My words, apparently, haven’t reduced his anxiety. I try a different tack.

‘Listen, 96% of people recover completely from this illness and, if I get it, then I intend to be one of them. Because, if I peg it, your big sister will inherit a teenager and I couldn’t possibly do that to her.’

In response, there’s a grunt and a ‘Can I go on the PS4 then, mum?’

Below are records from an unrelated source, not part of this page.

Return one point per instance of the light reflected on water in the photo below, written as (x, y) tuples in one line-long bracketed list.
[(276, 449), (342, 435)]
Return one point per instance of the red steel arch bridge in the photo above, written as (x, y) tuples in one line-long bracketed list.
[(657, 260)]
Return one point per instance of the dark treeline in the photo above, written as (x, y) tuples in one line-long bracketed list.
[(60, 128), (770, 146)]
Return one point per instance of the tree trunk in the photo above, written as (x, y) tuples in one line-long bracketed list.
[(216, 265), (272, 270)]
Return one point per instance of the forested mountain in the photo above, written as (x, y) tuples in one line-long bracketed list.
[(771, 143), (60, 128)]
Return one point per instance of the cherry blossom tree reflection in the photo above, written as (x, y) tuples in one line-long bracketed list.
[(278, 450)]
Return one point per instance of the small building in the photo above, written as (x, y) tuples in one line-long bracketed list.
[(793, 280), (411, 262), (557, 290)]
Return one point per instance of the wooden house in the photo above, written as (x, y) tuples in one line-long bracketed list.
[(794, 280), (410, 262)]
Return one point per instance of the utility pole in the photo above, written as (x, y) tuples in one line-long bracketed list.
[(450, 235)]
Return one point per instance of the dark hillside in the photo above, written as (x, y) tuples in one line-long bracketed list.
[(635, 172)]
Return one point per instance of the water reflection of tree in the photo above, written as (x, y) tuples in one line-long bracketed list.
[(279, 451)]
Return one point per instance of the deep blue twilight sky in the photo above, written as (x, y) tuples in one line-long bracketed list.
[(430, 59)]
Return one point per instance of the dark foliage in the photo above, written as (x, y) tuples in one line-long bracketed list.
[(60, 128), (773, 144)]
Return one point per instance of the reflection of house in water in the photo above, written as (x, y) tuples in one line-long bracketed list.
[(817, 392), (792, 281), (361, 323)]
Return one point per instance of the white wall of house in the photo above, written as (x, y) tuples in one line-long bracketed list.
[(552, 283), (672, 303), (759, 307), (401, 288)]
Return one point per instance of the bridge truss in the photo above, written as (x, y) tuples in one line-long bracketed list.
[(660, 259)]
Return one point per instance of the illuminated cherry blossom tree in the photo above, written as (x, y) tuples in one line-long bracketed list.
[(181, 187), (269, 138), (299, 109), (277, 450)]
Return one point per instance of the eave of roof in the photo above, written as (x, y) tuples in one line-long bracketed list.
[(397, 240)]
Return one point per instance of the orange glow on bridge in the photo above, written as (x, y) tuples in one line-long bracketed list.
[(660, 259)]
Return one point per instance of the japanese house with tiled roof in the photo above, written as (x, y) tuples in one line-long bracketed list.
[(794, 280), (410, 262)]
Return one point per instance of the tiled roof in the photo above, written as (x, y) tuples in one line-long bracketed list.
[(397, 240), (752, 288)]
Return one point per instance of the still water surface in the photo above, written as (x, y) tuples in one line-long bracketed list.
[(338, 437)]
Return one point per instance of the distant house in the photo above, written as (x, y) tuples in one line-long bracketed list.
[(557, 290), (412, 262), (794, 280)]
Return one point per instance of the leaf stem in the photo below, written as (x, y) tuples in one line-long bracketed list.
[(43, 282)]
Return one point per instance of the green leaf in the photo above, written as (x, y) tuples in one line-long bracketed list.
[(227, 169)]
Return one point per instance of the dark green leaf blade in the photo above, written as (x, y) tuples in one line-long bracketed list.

Whilst the boys are otherwise engaged, I crack on with the cooking duties. I’ve not done a good job on stocking up for the current crisis. But down the cellar I do have random supplies in case of a ‘hard Brexit’. So, dinner tonight is a medley of tinned chili con carne – sell by date 2019 – and a packet of reconstituted mashed potato, followed by some healthy peaches in syrup. Thank goodness for those indigestion tablets – far more useful than paracetamol!

And even more gratitude comes my way as, in the spirit of ‘social distancing’, Grunting Teen retreats to his Cave, the Nearly-Beloved finds solace in his CD collection, leaving me to retrieve the Christmas Quality Street and binge-watch season 3 of The Crown.

All is well, as long as I retain my sense of humour … And if we all survive until the summer, then you’re invited to a BBQ at mine – no wasps guaranteed!